On March 10, 2021, PBI-Canada organized a virtual meeting for Isela Gonzalez of Alianza Sierra Madre (ASMAC) in Chihuahua, Neftali Reyes of Services for an Alternative Education (Educa) in Oaxaca, and Rubén Flores from the community of Magdalena Ocotlán.
The defenders spoke about Canadian mining concessions in these communities:
Coloradas de La Virgen
ASMAC accompanies the Indigenous community of Coloradas de la Virgen in the Sierra Tarahumara region in the northwestern state of Chihuahua.
Indigenous Rarámuri defender Julián Carrillo spoke against the environmental impacts of a concession near his community granted to a Canadian mining company without free, prior and informed consent just a week before he was murdered in October 2018.
This civil society statement highlights that the concession was given to Vancouver-based Evrim Resources Corp (now named Orogen Royalties). And Proceso recently reported on concessions in the area granted to individuals that involved Canadian capital.
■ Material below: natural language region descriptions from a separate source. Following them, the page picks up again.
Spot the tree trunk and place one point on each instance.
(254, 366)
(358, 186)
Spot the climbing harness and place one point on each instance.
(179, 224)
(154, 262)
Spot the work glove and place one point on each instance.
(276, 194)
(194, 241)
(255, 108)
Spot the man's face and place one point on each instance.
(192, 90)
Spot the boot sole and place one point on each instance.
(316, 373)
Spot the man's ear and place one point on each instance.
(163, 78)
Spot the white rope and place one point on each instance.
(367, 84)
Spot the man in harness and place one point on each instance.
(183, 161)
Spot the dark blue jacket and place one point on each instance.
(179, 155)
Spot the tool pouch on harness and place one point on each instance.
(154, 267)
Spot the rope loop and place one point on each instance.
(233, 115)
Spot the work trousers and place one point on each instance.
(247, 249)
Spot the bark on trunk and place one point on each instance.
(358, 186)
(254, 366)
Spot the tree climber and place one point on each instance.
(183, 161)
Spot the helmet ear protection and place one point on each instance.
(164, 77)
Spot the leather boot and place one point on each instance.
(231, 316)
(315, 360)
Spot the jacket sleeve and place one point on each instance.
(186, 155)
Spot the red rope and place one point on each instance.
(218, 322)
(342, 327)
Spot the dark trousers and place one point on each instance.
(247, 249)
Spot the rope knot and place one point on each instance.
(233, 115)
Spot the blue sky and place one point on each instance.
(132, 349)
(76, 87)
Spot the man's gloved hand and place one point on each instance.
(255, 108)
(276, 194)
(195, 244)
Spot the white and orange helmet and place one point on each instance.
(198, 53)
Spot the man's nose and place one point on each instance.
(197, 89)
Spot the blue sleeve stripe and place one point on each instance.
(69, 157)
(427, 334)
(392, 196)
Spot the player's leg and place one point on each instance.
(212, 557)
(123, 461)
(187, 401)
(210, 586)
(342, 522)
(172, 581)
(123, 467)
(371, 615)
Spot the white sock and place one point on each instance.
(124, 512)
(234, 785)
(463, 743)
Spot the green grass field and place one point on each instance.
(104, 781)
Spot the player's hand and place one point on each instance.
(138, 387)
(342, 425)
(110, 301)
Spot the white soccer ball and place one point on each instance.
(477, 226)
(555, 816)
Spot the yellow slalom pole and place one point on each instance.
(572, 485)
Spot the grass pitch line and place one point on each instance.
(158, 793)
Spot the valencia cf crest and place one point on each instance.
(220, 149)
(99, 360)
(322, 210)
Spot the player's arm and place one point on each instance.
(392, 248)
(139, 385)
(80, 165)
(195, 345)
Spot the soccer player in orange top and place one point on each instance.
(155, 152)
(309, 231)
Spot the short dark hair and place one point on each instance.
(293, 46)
Educa Oaxaca accompanies Indigenous communities, including Magdalena Ocotlán and San Jose del Progreso, that have rejected the San Jose mine in the southern state of Oaxaca.
That mine is owned by Vancouver-based Fortuna Silver Inc.
This mine was first developed in 2009 without free, prior and informed consent. In March of that year, residents set up an encampment at the entrance to the mine. By May, 1,000 state and federal police evicted the camp using helicopters, tear gas and dogs.
There have been four deaths in direct relation to opposition to this mine, including Bernardo Vásquez who was killed on March 15, 2012.
Fortuna Silver is now seeking a massive expansion of that mine. It has submitted an environmental impact assessment (MIA) for approval by the Ministry of the Environment and Natural Resources (SEMARNAT). That decision is expected at the end of March.
PBI continues to monitor these situations closely, particularly in relation to the security of defenders participating in the court hearings of those convicted in the killing of Julian Carrillo as well as the ongoing mobilizations against the expansion of the San Jose mine.